There has long been a great deal of confusion about and debate over PageRank (and how to optimize in the face of it) but is it possible that perhaps search engine optimization pro's are just overthinking it all?

Search Engine Roundtable, for example, pointed to a vague and cryptic Twitter thread between an SEO and Google's John Mueller which (as seen below) revealed that it may just be enough to adhere to or abide by the fundamental lesson gleaned from PageRank over the year - that a higher volume of high quality links pointing to a page is a good indicator of its importance.


Regardless of how "exact" one's understanding of Pagerank is (which is impossible unless you developed the algorithm or worked at Google), the premise behind PageRank is still (and will always be) about how Google defines the importance of a page. Employing the PageRank concept for internal and external links is therefore probably a pretty useful thing to engage in.

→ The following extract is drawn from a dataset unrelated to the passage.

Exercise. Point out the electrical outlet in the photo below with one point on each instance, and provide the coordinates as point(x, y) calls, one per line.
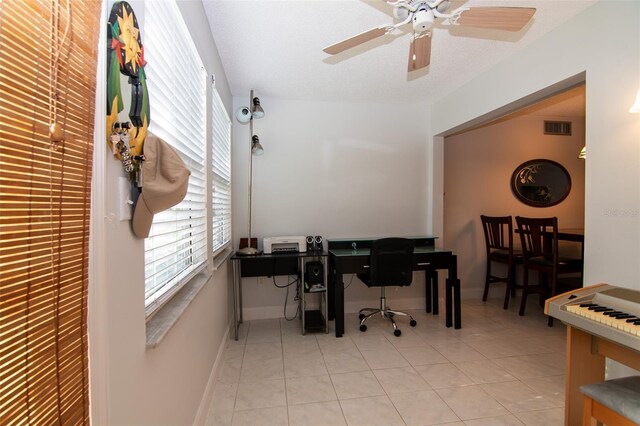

So, what's the takeaway? What can you as a search engine optimization professional do to ensure you're properly optimizing internal link weight? 

Apply the hub and spoke model to content organization and you'll be using an approach that clearly illustrates the value and importance of specific pages. It's certainly not a guarantee of higher rankings for search terms or phrases, but it's easy to see how that might happen (a rather straightforward image from Vertical Measures which shows a basic hub and spoke model).

Without going into too much detail, here's how it might work. Once you've designated the page you'd like to improve ranking for, identify other pages (ideally they are organized in a way - e.g. as sub or secondary pages (the spokes) - that could link to it (the hub) and simultaneously indicate to Google its importance as a result.